つゆ
つゆ
tsuyu
= tsuyu; dipping broth; noodle sauce (dashi-based soy seasoning)
つゆ (tsuyu) is the Japanese dipping broth and noodle sauce — a dashi-based, soy-seasoned liquid that is central to noodle cuisine and countless Japanese dishes. From the dipping sauce for cold soba (ざるそばのつゆ) to the hot broth for udon, to the seasoning base for dashimaki tamago (Japanese rolled egg) and sukiyaki — tsuyu connects the flavors of Japanese cuisine through a single umami-rich preparation.
Tsuyu (つゆ) refers to: 1) The seasoned dashi broth used as a dipping sauce for cold noodles (soba, udon, somen), 2) The diluted version used as a hot noodle soup base, 3) The ready-made bottled mentsuyu (麺つゆ, mentsuyu — noodle sauce concentrate) used in Japanese home cooking. Key varieties: ざるそばのつゆ (zaru soba no tsuyu — cold soba dipping broth), 温かいつゆ (atatakai tsuyu — hot noodle broth), 出汁つゆ (dashi-tsuyu — dashi-seasoned sauce). Standard composition: 出汁 (dashi — umami stock from kombu/katsuobushi) + 醤油 (shoyu — soy sauce) + みりん (mirin — sweet rice wine) + 砂糖 (satou — sugar, optional).
つゆ is the foundation of most Japanese noodle dishes. The ready-made 麺つゆ (mentsuyu — noodle sauce concentrate) sold in bottles at every Japanese supermarket is one of the most versatile ingredients in Japanese home cooking — diluted, it becomes noodle broth; undiluted, it seasons rice dishes, nimono (simmered dishes), and tamagoyaki. Kanto (eastern) and Kansai (western) Japan have distinctly different つゆ traditions: Kanto tsuyu is darker, saltier, and stronger (more soy sauce); Kansai tsuyu is lighter in color, using more dashi and less soy, allowing the dashi flavor to dominate.
つゆ is typically written in hiragana in culinary contexts. The kanji 露 (tsuyu) means dewdrop or dew — the same word as morning dew (朝露, asatsuyu) — and perhaps references the liquid’s clear, dripping quality. However, the food-related つゆ is sometimes written as 汁 (shiru/jiru — juice, broth, liquid), which more directly denotes liquid. In modern food writing, hiragana つゆ is standard.
Everyday use
冷たいそばをつゆにつけて食べるのが夏の定番。
Tsumetai soba wo tsuyu ni tsukete taberu no ga natsu no teiban.

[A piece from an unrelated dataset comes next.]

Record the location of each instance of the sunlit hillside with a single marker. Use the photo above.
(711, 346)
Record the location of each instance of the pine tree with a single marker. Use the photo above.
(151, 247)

Dipping cold soba in tsuyu broth is the classic summer meal.
Casual / Social Media
麺つゆって使い勝手よすぎる。煮物も卵焼きもこれ一本でいける
Mentsuyu tte tsukaigatte yosugiru. Nimono mo tamagoyaki mo kore ippon de ikeru
Mentsuyu is so incredibly versatile. You can use this one bottle for simmered dishes and tamagoyaki both
Formal / Cultural context
関東と関西のつゆは醤油の使用量と出汁の比率が異なり、関東つゆは濃口醤油主体で色が濃く塩味が前面に出るのに対し、関西つゆは薄口醤油と昆布・鰹の出汁を多用して色が淡く旨味が際立つ特徴を持ち、同じ「そば」を注文しても地域によって根本的に異なる味覚体験が生じる。
Kantou to Kansai no tsuyu wa shouyu no shiyou-ryou to dashi no hiritsu ga kotonari, Kantou tsuyu wa koikuchi shouyu shutai de iro ga koku shio-mi ga zenmen ni deru no ni taishi, Kansai tsuyu wa usukuchi shouyu to konbu katsuobushi no dashi wo tayou shite iro ga awaku umami ga kiwadatsu tokucho wo mochi, onaji ‘soba’ wo chuumon shite mo chiiki ni yotte konpon-teki ni kotonaru mikaku taiken ga shoujiru.
The tsuyu of Kanto and Kansai differ in soy sauce quantity and dashi ratio: Kanto tsuyu is primarily dark soy sauce with a deep color and prominent saltiness, while Kansai tsuyu makes heavy use of light soy sauce and kombu/bonito dashi, with a lighter color and prominent umami, creating fundamentally different taste experiences even when ordering the same ‘soba’ by region.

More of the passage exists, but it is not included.